Based on the example image you shared, I think your annotations should be in a size range where MedYOLO will work, and the training excerpt you showed shows the loss function decreasing which is a good sign... although it's pretty early in the training process so it's a bit hard to say for sure it will continue. Mostly I would say try to give the model more time to train, preferably at least 1000 epochs, though if your dataset is very small you may need more. I suppose very large datasets with several thousand examples might get away with fewer but I haven't had a dataset that large yet.
Thank you very much for your reply, I will increase the number of iterations to improve the training effect, and I will verify the data enhancement strategy simultaneously. Thank you again for your reply and best wishes
@JDSobek extend my gratitude to you for your dedication. By increasing the number of iterations to 1000, the model began to exhibit non-zero expectations after nearly 500 iterations, and the final outcome closely matched my expectations.

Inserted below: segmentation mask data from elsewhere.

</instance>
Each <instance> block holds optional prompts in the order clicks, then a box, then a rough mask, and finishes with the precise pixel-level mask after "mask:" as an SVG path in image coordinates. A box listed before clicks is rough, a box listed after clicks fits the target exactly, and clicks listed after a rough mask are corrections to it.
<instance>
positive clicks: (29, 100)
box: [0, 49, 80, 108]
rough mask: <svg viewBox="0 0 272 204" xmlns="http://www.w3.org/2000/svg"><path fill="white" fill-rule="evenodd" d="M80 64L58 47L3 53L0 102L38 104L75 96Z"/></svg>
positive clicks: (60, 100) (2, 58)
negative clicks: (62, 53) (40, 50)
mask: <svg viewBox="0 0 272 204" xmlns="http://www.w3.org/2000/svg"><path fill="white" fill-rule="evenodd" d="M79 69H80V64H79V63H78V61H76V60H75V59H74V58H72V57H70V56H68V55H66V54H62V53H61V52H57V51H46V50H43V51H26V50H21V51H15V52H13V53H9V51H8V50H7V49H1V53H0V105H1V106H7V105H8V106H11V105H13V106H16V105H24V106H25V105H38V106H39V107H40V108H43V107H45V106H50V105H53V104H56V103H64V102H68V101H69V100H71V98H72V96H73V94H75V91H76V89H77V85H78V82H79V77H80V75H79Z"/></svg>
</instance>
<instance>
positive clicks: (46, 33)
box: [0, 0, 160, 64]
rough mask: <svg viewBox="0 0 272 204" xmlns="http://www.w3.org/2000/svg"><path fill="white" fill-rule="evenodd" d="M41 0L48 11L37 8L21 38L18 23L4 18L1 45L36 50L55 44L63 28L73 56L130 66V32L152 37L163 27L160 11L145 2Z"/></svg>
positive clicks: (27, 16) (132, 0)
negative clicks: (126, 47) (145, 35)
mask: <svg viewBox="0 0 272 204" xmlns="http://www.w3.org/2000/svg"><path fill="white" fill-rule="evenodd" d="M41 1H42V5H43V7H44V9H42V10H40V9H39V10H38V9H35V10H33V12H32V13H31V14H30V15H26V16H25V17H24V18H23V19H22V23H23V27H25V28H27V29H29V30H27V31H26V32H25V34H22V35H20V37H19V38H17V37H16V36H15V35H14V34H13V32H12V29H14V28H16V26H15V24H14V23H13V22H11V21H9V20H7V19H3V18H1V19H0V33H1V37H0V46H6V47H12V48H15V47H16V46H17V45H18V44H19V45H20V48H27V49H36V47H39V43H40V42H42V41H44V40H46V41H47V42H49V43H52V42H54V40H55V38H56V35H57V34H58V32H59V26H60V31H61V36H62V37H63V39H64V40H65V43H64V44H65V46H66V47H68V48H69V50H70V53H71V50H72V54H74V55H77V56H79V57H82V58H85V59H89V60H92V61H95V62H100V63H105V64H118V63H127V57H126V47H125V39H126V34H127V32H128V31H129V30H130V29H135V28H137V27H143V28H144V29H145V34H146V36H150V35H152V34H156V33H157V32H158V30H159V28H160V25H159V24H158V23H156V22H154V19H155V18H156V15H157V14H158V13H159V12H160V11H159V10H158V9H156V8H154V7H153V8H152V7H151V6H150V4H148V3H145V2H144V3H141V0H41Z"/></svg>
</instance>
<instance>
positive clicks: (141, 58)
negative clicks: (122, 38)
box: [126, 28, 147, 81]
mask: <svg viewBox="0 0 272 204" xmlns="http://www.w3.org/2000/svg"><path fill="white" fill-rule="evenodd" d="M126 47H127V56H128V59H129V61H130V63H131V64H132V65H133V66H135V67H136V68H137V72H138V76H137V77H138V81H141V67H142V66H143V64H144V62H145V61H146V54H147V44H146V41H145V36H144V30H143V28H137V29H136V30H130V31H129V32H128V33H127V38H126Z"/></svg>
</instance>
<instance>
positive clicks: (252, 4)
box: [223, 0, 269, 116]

In light of specific cases, it may be necessary to gather additional samples or to enhance data augmentation techniques to further refine the model's accuracy and generalization capabilities。
Yeah, 20 cases seems very low. The smallest dataset I have tested has about 60 in the training set, but it had some high-quality segmentations so I created 5 rotations for the training examples and then generated bounding boxes from the original and rotated masks, so that dataset had 360 training examples in the end.
It would be nice to be able to do live rotation, but YOLOv5 (at least back when I was writing the code) relies on openCV2 to transform the labels and that is quite picky with the data it accepts. If you figure out how to generate rotated labels it should be fairly straightforward to add live rotation to your training loop. But if you have high-quality segmentations it's much easier to generated rotated versions and bounding boxes for the rotated masks.
Thank you for your insightful reply. I guess the data augmentation and preprocessing of nnU-Net or nnDetection could provide a better solution. I am currently experimenting with the 2.5D strategy described in your articles, because it seems to be more suitable for clinical application.